Operations return new DataFrames, so they chain. The result is something close to readable English:

import pandas as pd

sample = """name,born,died,letters,country
Voltaire,1694,1778,21000,France
Émilie du Châtelet,1706,1749,430,France
Diderot,1713,1784,3500,France
d'Alembert,1717,1783,1200,France
Hume,1711,1776,800,Scotland
Smith,1723,1790,360,Scotland
Wollstonecraft,1759,1797,500,England
Kant,1724,1804,1100,Germany
"""
with open("writers.csv", "w", encoding="utf-8") as f:
    f.write(sample)
df = pd.read_csv("writers.csv")

result = (
    df[df["letters"] >= 500]
    .sort_values("letters", ascending=False)
    .head(5)
    [["name", "country", "letters"]]
)
print(result)

Read aloud: take rows with at least 500 letters, sort by letters descending, keep the top five, show name/country/letters. Once chaining clicks, you stop writing intermediate variables and the analysis fits on one screen.

Where to next

You can now read a table, pick the rows you want, sort them, and summarize them by category. That’s enough for most “what does this dataset look like?” workflows.
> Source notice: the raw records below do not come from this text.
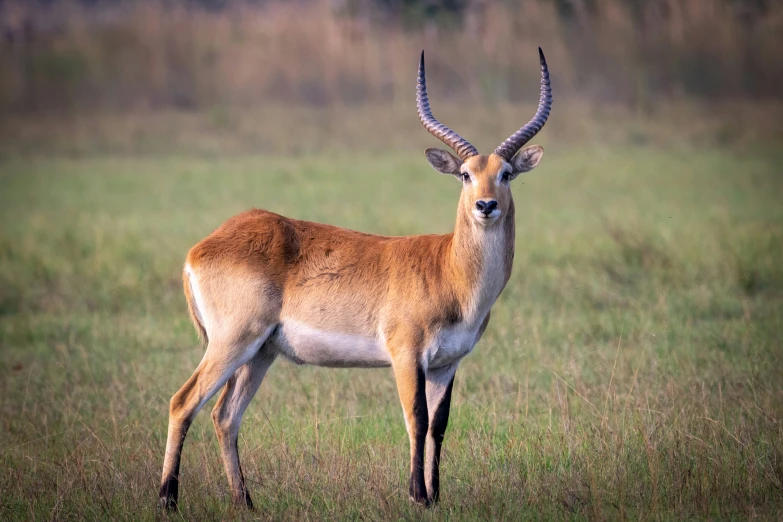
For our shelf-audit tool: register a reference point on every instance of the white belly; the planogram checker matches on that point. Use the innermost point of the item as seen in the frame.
(451, 345)
(304, 344)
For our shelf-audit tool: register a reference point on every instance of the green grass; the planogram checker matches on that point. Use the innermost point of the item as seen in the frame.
(632, 367)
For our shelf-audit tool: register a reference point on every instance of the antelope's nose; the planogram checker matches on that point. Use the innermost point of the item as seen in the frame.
(486, 206)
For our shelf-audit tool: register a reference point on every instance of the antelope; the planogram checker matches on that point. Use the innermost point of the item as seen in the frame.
(263, 285)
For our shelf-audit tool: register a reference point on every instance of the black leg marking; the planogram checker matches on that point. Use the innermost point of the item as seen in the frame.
(417, 487)
(440, 421)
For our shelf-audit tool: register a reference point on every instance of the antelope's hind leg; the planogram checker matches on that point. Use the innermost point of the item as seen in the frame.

The last lesson in this part — Lesson 22 — Cleaning and Exporting — handles missing values, text cleanup, and writing the result back out to CSV or Excel for sharing.

Running the code

This lesson uses pandas. Add it to your project once:

uv add pandas openpyxl

Save any snippet to a file — say try.py — and run it from your project folder:

uv run try.py

uv run uses the project’s Python and dependencies automatically; no virtualenv to activate. If you haven’t set the project up yet, Lesson 01 walks through it.